PRT and Oxidative Stress

As stated earlier, oxidative stress is closely related to aging, and it plays a big role in the age-related damage that accumulates in the brain. Oxidative stress is also a by-product of aerobic training due to the obviously higher volumes of O2 processed.

Conversely, PRT lowers oxidative substance concentrations in the body. This makes PRT a unique protective measure against oxidative stress in the elderly in general [66], and it makes it a cross-protection measure against the oxidative stress produced by aerobic training [67].

Physical Training to Heal and Protect the Aging Brain: General Outlines of the Medical Prescription

A certain amount of time and effort is already being invested in older adults with the intention of strengthening their bodies and minds. Progressive physical training is the best way to use this time productively and cost-effectively, and should be considered as preventive therapeutic treatment.

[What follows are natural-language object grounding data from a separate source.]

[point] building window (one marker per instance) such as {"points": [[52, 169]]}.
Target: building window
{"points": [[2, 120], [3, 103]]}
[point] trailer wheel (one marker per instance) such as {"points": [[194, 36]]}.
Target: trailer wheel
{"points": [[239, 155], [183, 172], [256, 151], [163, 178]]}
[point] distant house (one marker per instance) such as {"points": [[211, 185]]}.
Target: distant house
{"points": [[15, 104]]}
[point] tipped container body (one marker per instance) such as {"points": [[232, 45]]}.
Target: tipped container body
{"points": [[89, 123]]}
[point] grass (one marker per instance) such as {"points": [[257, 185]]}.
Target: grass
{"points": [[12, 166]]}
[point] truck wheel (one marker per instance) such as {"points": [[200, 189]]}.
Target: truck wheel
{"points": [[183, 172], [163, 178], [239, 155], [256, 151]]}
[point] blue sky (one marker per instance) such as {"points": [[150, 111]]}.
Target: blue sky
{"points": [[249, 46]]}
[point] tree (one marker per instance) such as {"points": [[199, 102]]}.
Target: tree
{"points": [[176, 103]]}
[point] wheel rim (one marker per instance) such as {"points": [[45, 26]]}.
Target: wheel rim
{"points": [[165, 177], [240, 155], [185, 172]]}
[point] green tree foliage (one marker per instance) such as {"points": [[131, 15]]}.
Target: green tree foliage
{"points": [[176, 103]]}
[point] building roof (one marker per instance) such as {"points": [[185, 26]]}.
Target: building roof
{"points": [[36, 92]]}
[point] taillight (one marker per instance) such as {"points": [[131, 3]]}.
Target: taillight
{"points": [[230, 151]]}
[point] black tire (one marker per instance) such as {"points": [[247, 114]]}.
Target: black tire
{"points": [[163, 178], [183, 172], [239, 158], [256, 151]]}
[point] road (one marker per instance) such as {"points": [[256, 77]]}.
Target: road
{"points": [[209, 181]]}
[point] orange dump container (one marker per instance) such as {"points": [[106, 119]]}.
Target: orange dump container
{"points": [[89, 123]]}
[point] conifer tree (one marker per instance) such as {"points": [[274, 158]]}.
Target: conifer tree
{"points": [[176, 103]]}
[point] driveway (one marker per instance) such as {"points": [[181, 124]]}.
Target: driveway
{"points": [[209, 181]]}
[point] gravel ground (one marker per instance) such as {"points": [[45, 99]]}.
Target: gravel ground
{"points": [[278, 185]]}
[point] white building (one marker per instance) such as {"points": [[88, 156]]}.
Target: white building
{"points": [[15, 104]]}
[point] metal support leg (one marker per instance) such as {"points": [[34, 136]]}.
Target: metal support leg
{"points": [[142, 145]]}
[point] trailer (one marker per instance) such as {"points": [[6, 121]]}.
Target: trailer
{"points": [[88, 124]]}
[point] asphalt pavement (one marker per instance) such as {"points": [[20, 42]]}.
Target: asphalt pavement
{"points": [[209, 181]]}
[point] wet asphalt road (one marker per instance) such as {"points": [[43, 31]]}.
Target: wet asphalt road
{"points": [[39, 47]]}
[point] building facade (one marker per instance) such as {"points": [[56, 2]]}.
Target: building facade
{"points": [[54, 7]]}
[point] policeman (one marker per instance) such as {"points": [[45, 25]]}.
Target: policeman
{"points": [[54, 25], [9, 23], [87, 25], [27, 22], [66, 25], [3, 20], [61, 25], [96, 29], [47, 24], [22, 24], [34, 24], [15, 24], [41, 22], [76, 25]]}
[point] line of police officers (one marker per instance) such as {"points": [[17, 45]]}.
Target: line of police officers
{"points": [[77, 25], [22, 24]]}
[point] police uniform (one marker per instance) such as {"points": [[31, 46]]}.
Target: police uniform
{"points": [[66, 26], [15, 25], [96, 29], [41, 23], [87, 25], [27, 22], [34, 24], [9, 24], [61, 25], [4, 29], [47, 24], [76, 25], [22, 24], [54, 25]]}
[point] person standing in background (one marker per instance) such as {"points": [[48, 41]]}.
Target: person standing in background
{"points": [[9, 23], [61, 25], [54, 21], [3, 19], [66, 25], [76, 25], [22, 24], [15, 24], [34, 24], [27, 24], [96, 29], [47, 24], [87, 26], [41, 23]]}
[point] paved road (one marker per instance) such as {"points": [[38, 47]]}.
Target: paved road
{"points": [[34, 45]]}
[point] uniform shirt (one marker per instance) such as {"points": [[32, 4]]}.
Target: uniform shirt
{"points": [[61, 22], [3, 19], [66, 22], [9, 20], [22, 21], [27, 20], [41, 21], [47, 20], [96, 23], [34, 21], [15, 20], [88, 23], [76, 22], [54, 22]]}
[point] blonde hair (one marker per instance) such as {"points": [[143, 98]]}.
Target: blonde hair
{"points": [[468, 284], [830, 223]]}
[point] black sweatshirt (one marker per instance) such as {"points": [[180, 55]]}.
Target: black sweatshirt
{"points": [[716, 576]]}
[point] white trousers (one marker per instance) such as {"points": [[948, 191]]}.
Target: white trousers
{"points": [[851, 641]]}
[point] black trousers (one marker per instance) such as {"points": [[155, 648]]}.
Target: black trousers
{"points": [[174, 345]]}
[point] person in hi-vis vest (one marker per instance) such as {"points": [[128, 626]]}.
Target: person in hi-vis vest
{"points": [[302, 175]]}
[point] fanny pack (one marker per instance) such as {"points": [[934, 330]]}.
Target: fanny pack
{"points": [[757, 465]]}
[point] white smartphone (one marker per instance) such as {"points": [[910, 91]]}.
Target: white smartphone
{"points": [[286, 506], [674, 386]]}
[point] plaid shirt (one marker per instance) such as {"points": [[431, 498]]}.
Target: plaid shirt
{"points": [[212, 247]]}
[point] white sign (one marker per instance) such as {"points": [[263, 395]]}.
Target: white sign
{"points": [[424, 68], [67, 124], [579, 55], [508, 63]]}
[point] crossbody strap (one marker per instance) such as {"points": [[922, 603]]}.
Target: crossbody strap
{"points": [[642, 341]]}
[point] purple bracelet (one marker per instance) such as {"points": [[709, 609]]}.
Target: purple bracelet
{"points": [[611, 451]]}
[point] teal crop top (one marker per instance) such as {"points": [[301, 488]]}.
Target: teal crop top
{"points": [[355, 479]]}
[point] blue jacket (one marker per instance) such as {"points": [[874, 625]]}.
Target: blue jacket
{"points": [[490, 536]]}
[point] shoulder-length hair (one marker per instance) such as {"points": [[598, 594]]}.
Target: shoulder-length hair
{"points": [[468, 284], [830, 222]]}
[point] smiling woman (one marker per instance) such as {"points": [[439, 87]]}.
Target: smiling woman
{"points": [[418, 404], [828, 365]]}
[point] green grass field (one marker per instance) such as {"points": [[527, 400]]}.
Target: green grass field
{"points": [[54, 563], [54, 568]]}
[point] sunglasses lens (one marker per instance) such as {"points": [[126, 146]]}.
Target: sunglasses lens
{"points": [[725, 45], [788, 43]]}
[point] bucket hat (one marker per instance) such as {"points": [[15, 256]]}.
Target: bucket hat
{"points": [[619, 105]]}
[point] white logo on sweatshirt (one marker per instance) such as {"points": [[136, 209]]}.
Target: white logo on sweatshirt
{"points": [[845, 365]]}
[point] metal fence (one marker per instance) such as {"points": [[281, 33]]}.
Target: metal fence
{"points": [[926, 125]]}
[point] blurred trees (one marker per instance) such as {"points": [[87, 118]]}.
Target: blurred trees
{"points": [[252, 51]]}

General Physical Training Prescription

Physical training for cognitive improvement of the elderly (in any cognitive state) should include regular physical exercise within a structured program that is intended to improve physical abilities in a measurable way. The most suitable training modules are resistance or aerobic training, and preferably a combination of both. Other exercise modules (like martial arts or flexibility) can also be useful and should be added if time (and the trainees' situation) permits. Training intensity should be moderate to high, and every training session should be at least 45 minutes long. Training frequency should be as high as recovery permits [10, 68].

PRT Prescription

The heavier the weights an older person can lift, the bigger the cognitive benefits of resistance training [69]. In light of that, a therapeutic strength training program for seniors should be planned, executed, and corrected during execution in a way that will achieve the biggest improvement in intensity (i.e., the heaviest weights) possible, within the constraints of age, health situation, recovery capacity, and genetics.

Building such a training plan, adjusting it for older trainees, and coaching it are not trivial concerns for the average gym instructor. A therapeutic training program for the elderly is target-oriented and must be personally designed for each trainee. In this respect, such a program resembles the training of a professional athlete more than that of the average gym goer's (if he has one). Accordingly, such a program should be built and carried out by those who have experienced building and delivering such programs to seniors, and who would know how to manage all the program variables (the specific exercises, the number of repetitions for each exercise, the weights used, and the training frequency), and the intra-session variables (like technique, speed, and rest times) in order to achieve the specific trainee's best results.

It should be noted that an integral part of training (and especially resistance training) is consumption of adequate amounts of nutrients (mainly protein, energy and water [70]), together with adequate rest. These are essential for sufficient recovery from the training stress [71], for the construction of new muscle, bone and nerve tissue, and for obtaining the largest immune and hormonal gains from the training program [72].